Predicting House Prices Using Advanced Regression Model
The American Dream is a phrase to describe a pursuit of various opportunities that are equally available to Americans, that allow them to reach for their highest life aspirations and goals. The core components of American Dream, according to Rank(2014), are the freedom to pursue one's interests and passions in life. Secondly, the importance of economic security and well-being. Lastly, the importance of having hope and optimism with respect to seeing process in one's life. These three beliefs constitute the common social goal that motivate Americans to uphold one another, and make an impact on other societies to lead by example. Even in this day and age where we have significantly polarizing political views, this idealism seems to be the sole resonating motivator that binds Americans together.
However, there are many criticisms that the contemporary interpretation of the phrase 'American Dream' become more of a reminder of a dream of individual success and wealth. According to Diamond(2018), the phrase meant the opposite of what it does now a century ago, and was repurposed by each generation. The original dream was not about the prospect of one's accomplishments or affluence, but was about the hope of equality, justice and democracy for the nation. It was not until the Cold War that the phrase became an argument for a consumer capitalist version of democracy, and have not been argued otherwise since the 1950's. Consequently, this argument has now become widely-accepted understanding of the phrase of this generation.
Nevertheless, the ideology goes far beyond its understanding of the phrase. The primary focus is always been more towards the abundance of equal opportunities available to Americans to achieve their individual dream and increase their quality of living. These opportunities might include accessibility to affordable healthcare, higher education, higher-paying quality jobs, and many more. Though the definition of quality of living may be highly subjective, these opportunities will undoubtably be a collection of factors that play a major role in healthy living, financial security, and job satisfaction.
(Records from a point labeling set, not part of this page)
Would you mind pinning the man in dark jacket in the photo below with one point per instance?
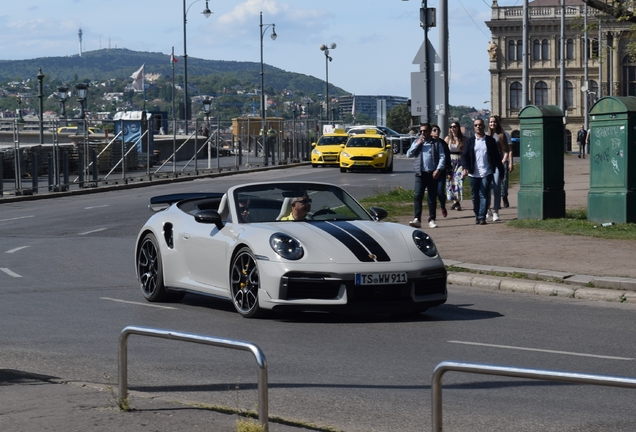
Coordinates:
(429, 165)
(480, 158)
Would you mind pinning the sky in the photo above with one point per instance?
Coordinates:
(377, 40)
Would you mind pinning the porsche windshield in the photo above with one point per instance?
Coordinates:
(275, 202)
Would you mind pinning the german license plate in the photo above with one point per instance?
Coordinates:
(380, 278)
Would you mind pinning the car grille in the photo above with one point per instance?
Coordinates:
(296, 286)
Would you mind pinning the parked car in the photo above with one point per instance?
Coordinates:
(327, 150)
(399, 142)
(369, 150)
(242, 246)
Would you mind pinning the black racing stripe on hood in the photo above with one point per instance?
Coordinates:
(351, 243)
(365, 239)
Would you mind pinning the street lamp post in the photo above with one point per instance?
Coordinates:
(82, 90)
(328, 58)
(263, 29)
(62, 94)
(206, 13)
(19, 125)
(207, 107)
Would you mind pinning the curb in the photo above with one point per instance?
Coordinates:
(497, 283)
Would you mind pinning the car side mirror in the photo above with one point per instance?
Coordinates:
(209, 217)
(378, 213)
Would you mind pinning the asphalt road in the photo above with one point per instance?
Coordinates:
(68, 288)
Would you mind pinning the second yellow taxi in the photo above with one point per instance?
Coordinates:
(327, 150)
(369, 150)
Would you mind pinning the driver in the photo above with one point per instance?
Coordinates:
(300, 207)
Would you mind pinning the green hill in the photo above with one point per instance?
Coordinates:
(108, 64)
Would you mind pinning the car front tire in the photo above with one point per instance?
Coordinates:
(150, 272)
(245, 283)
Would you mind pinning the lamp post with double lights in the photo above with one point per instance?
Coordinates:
(18, 126)
(206, 13)
(324, 48)
(82, 91)
(62, 94)
(207, 108)
(263, 28)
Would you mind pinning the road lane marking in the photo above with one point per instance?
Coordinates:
(93, 231)
(137, 303)
(21, 217)
(542, 350)
(9, 272)
(16, 249)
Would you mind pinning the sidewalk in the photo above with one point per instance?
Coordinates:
(553, 264)
(40, 403)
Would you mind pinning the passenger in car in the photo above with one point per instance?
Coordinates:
(300, 207)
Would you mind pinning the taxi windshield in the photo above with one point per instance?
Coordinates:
(364, 142)
(332, 140)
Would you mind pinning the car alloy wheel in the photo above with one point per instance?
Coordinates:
(244, 284)
(150, 272)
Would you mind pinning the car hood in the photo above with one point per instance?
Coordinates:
(329, 148)
(363, 151)
(350, 242)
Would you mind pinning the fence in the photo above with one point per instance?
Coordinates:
(200, 339)
(60, 157)
(540, 374)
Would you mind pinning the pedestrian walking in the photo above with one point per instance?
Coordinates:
(495, 130)
(429, 165)
(455, 141)
(581, 139)
(441, 185)
(480, 159)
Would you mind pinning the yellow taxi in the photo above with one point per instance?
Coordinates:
(327, 150)
(369, 150)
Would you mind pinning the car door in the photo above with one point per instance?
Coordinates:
(205, 249)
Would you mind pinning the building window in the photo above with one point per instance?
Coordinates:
(515, 95)
(593, 89)
(569, 95)
(511, 50)
(541, 93)
(629, 77)
(593, 48)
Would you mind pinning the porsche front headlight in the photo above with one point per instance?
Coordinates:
(286, 246)
(424, 243)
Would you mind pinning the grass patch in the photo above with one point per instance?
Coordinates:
(575, 223)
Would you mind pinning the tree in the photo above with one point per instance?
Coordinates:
(399, 118)
(622, 10)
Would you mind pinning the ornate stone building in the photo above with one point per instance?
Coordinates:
(610, 68)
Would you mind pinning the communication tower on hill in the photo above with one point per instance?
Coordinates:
(79, 34)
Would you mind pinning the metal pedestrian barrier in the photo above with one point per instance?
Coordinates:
(201, 339)
(539, 374)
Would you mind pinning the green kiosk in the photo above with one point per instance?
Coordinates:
(612, 195)
(541, 194)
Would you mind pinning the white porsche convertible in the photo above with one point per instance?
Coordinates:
(278, 245)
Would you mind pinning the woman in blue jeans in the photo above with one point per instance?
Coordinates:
(495, 130)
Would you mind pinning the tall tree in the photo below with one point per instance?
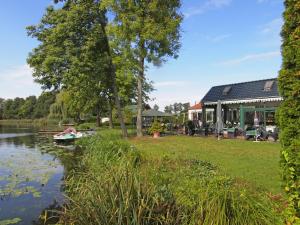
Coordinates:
(43, 103)
(27, 109)
(75, 55)
(289, 112)
(152, 32)
(1, 108)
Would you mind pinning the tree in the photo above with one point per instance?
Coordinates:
(289, 112)
(27, 109)
(75, 55)
(169, 109)
(151, 30)
(1, 108)
(43, 103)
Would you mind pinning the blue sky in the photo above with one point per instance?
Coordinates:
(223, 41)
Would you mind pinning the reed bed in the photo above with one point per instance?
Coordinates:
(114, 185)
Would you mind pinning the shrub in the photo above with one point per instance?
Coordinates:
(156, 127)
(113, 184)
(289, 112)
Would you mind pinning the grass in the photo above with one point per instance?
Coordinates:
(117, 183)
(257, 163)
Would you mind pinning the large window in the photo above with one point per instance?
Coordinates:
(270, 118)
(209, 116)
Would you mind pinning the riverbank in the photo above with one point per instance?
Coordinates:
(117, 183)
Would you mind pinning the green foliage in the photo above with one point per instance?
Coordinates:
(289, 112)
(156, 127)
(29, 108)
(114, 184)
(10, 221)
(144, 31)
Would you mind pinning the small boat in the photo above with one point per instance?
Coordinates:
(70, 134)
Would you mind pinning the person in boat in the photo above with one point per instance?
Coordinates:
(69, 130)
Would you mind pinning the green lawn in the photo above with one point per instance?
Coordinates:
(257, 163)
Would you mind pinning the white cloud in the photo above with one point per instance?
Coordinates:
(170, 84)
(269, 1)
(17, 81)
(251, 57)
(273, 27)
(206, 6)
(220, 37)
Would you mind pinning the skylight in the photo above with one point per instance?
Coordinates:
(226, 90)
(268, 85)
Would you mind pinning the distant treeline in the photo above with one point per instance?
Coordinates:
(31, 107)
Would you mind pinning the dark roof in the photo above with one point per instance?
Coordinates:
(155, 113)
(241, 91)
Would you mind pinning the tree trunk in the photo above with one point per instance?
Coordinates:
(111, 125)
(139, 122)
(98, 123)
(114, 82)
(140, 80)
(118, 106)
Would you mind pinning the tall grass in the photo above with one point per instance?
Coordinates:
(114, 185)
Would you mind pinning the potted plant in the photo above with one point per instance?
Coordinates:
(156, 129)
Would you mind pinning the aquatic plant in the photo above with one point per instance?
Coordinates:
(114, 184)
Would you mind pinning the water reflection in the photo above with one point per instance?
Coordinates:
(31, 174)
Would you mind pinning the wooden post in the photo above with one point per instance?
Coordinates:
(242, 117)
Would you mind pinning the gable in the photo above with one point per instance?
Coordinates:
(243, 91)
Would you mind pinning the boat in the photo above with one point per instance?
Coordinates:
(70, 134)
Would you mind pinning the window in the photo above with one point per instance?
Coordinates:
(268, 85)
(209, 116)
(226, 90)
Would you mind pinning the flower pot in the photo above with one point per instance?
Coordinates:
(156, 134)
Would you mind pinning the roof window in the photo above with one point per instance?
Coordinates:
(268, 85)
(226, 90)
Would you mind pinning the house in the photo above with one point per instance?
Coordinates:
(195, 113)
(149, 116)
(242, 103)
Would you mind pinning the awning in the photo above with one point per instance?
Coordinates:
(239, 101)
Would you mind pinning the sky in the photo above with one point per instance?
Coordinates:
(223, 42)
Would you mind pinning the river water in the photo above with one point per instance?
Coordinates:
(31, 175)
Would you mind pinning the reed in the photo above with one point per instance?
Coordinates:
(113, 185)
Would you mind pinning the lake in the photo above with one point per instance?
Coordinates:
(32, 169)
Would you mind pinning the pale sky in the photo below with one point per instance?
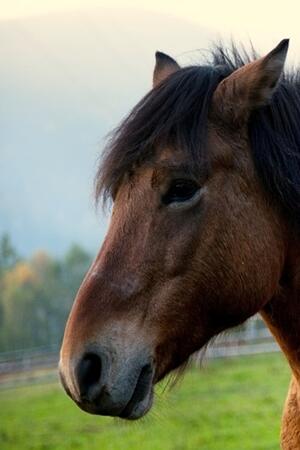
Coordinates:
(265, 22)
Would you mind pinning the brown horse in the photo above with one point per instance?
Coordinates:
(205, 232)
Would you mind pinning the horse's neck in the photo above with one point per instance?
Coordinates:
(282, 315)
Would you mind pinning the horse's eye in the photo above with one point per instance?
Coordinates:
(180, 190)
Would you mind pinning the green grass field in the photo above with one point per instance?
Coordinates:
(232, 404)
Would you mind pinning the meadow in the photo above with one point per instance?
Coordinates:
(229, 404)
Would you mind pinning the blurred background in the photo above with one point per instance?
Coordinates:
(70, 71)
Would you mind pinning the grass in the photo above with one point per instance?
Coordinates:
(232, 404)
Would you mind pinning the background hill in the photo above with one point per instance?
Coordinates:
(65, 81)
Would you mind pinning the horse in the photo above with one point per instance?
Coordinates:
(203, 177)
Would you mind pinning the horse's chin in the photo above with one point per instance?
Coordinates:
(136, 410)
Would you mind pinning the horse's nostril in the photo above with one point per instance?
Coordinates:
(88, 374)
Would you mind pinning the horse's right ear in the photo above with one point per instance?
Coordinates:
(164, 66)
(251, 86)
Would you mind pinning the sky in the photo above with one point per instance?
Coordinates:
(265, 22)
(61, 92)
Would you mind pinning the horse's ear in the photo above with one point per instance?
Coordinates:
(164, 66)
(251, 86)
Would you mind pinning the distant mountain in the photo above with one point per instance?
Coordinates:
(65, 81)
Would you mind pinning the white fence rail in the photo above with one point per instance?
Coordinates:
(38, 364)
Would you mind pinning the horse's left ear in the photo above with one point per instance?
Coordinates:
(164, 67)
(251, 86)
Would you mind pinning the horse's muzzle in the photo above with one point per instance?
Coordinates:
(101, 383)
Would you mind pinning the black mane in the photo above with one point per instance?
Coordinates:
(175, 113)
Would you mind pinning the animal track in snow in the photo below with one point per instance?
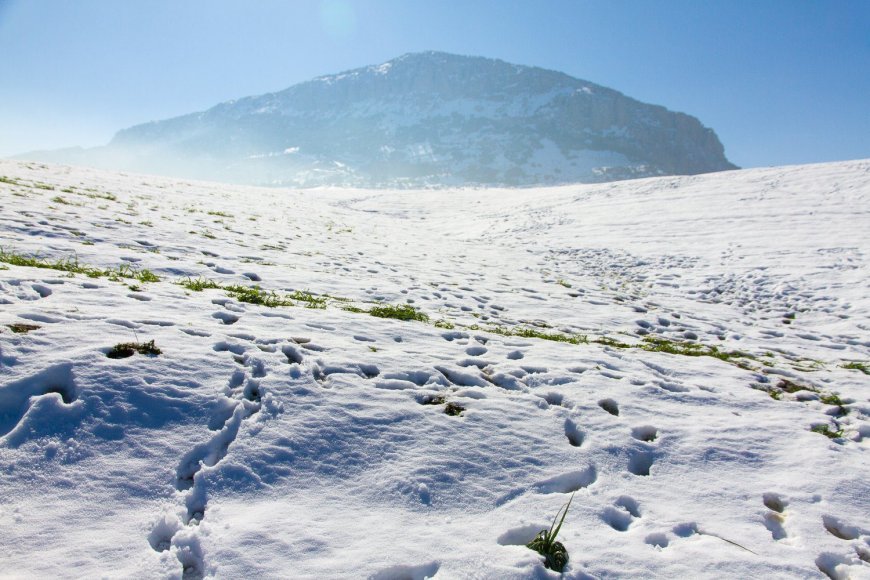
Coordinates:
(774, 520)
(839, 529)
(621, 514)
(568, 482)
(226, 317)
(640, 461)
(645, 433)
(243, 400)
(402, 572)
(573, 433)
(19, 397)
(610, 406)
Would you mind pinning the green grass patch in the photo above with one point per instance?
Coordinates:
(656, 344)
(857, 366)
(554, 552)
(607, 341)
(127, 349)
(529, 332)
(199, 284)
(400, 312)
(827, 431)
(72, 265)
(309, 299)
(256, 295)
(21, 328)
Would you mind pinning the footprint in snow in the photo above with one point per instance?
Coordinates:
(610, 406)
(622, 513)
(774, 520)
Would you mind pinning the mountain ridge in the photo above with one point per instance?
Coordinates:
(422, 119)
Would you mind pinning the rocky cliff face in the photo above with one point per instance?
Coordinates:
(427, 119)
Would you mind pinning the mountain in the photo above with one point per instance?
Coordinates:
(424, 119)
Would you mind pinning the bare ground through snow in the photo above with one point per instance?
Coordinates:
(688, 355)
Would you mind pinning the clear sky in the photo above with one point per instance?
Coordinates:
(780, 81)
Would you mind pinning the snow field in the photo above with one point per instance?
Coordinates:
(312, 443)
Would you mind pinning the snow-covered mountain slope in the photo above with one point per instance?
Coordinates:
(280, 441)
(425, 119)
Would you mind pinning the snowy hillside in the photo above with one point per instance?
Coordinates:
(687, 355)
(424, 119)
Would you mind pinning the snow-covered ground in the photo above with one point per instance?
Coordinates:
(293, 442)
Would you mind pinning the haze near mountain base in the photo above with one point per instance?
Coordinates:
(420, 120)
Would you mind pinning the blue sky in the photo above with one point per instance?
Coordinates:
(781, 81)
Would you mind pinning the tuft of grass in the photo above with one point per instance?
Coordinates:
(554, 552)
(433, 400)
(528, 332)
(21, 328)
(199, 284)
(310, 300)
(400, 312)
(827, 431)
(857, 366)
(607, 341)
(657, 344)
(256, 295)
(71, 264)
(835, 400)
(127, 349)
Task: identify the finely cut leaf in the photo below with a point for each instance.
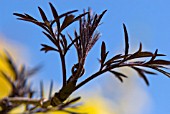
(126, 40)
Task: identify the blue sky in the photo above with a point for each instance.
(147, 21)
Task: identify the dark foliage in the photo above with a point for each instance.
(83, 41)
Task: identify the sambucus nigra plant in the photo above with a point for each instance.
(83, 41)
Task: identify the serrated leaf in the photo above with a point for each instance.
(126, 40)
(64, 41)
(19, 15)
(67, 21)
(118, 75)
(161, 62)
(30, 17)
(142, 75)
(160, 70)
(50, 37)
(103, 50)
(11, 65)
(43, 16)
(55, 15)
(47, 48)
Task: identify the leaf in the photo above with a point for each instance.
(103, 50)
(19, 15)
(160, 70)
(30, 17)
(11, 65)
(47, 48)
(161, 62)
(142, 75)
(43, 15)
(55, 15)
(126, 40)
(50, 90)
(118, 75)
(67, 21)
(41, 89)
(64, 40)
(50, 37)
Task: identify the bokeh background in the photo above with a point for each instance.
(146, 21)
Ultimately, at the heart of the American Dream is always been about the desire to own a home as a reward to have kept dreaming the dream, and to inspire the next generation of American dreamers.
Source:
Rank, Mark. “What Is the American Dream?” Oxford University Press , 1 July 2014,
blog.oup.com/2014/07/questioning-american-dream/.
Diamond, Anna. “The Original Meanings of the ‘American Dream’ and ‘America First’ Were Starkly Different From How We Use Them Today.” Smithsonian Magazine , Oct. 2018.
smithsonianmag.com/history/behold-america-american-dream-slogan-book-sarah-churchwell-180970311/.

Source: Zillow Research
Homeownership became an essential product of the American Dream that is now synonymous with economic security and middle-class status. Buying a home may be the largest financial investment many will make so it is advised that a potential buyer is financially ready to make the purchase. Becoming a homeowner is not only a big financial commitment, but also a testament to make the best effort to maintain the property to keep the financial value of their house and the family's socioeconomic status. This is also the moment that has been long awaited for many families. It is expected for them to feel compelled to consider the perfect property within their budget that can encompass many aspects of their lives. Consequently, it is only natural that the home buying process that can capture these societal values as well as their needs and wants feels overwhelming.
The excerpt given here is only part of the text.